母恋めし本舗の関根さん 82歳で小型船舶操縦士免許取得【室蘭】
室蘭市絵鞆町の母恋めし本舗代表の関根勝治さんが今年8月、82歳8カ月で2級小型船舶操縦士の免許を取得した。内航海運業のスターマリン(室蘭市祝津町)が運営するボートスクールで学んだ。試験機関の日本海洋レジャー安全・振興協会北海道事務所によると、2009年(平成21年)8月に83歳での合格例があるが、80代での取得は非常に珍しいという。
母恋めし本舗は、地球岬や銀屏風の沖でくんだ海水を利用して塩を生産している。同じ免許を持っている長男の一晴さん(38)が操縦する船で海水をくみに行っていた。「自分も免許を持っていた方が良いのではないか」という思いやボートスクール開校という話を聞き、取得を決めた。
2級小型船舶操縦士は、20トン未満の小型船を海岸から5カイリ(約9キロ)の沖まで航行できる。

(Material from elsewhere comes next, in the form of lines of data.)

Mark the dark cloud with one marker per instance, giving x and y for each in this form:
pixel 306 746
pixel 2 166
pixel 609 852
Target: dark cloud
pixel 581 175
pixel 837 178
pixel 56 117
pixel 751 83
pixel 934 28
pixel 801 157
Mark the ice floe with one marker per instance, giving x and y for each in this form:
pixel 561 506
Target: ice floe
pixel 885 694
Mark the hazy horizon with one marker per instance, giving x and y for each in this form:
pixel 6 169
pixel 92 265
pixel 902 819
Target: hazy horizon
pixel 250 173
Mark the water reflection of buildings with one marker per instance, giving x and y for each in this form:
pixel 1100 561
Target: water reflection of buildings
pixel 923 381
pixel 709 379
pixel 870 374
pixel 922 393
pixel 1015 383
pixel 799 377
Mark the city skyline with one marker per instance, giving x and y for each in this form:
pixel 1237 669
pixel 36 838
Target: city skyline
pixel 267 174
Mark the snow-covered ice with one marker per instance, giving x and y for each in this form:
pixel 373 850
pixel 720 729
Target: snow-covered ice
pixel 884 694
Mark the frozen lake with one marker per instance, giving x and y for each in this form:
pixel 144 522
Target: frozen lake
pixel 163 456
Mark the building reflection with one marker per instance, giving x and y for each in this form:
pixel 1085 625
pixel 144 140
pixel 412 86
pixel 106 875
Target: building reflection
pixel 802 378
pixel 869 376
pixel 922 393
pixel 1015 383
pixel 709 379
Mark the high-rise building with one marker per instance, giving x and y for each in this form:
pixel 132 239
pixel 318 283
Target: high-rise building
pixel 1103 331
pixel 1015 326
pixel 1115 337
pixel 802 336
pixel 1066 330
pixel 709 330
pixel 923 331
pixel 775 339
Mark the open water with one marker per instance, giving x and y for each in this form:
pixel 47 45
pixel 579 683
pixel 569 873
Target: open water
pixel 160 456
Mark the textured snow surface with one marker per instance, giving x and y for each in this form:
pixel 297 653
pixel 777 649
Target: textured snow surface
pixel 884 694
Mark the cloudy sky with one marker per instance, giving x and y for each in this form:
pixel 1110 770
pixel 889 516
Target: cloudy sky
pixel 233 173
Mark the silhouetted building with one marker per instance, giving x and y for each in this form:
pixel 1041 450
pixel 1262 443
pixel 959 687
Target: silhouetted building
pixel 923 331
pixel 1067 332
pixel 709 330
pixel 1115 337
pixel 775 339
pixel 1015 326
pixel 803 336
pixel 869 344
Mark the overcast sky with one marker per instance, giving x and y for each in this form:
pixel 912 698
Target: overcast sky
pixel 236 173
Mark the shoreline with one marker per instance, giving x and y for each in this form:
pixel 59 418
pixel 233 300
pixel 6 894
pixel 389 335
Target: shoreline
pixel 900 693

今年4月に受験した。学科は受かったが、実技は不合格。一度は諦めかけたが、聴覚が不自由な女性が、母恋めし本舗があるエンルムマリーナのグランドピアノを弾く姿やパラリンピックを見て再び奮起。8月に合格し、9月1日に免許の交付を受けた。
「取得できたという安心感、達成感がある」と関根さん。強風でなければ毎日海に出ているという。「毎日、風向きが違うので、思うように岸に着けられない。慣れるしかないですね」と笑顔を見せる。
講師を務めたスターマリンの伊藤京香代表取締役(25)は「無事に合格できて良かった」と安堵(あんど)の表情。今回は受験した15人が全員合格した。「試験を受ける受講生よりも私の方が緊張し、人を教える大変さを実感した。全員合格したときの安心感はとても大きい」と話した。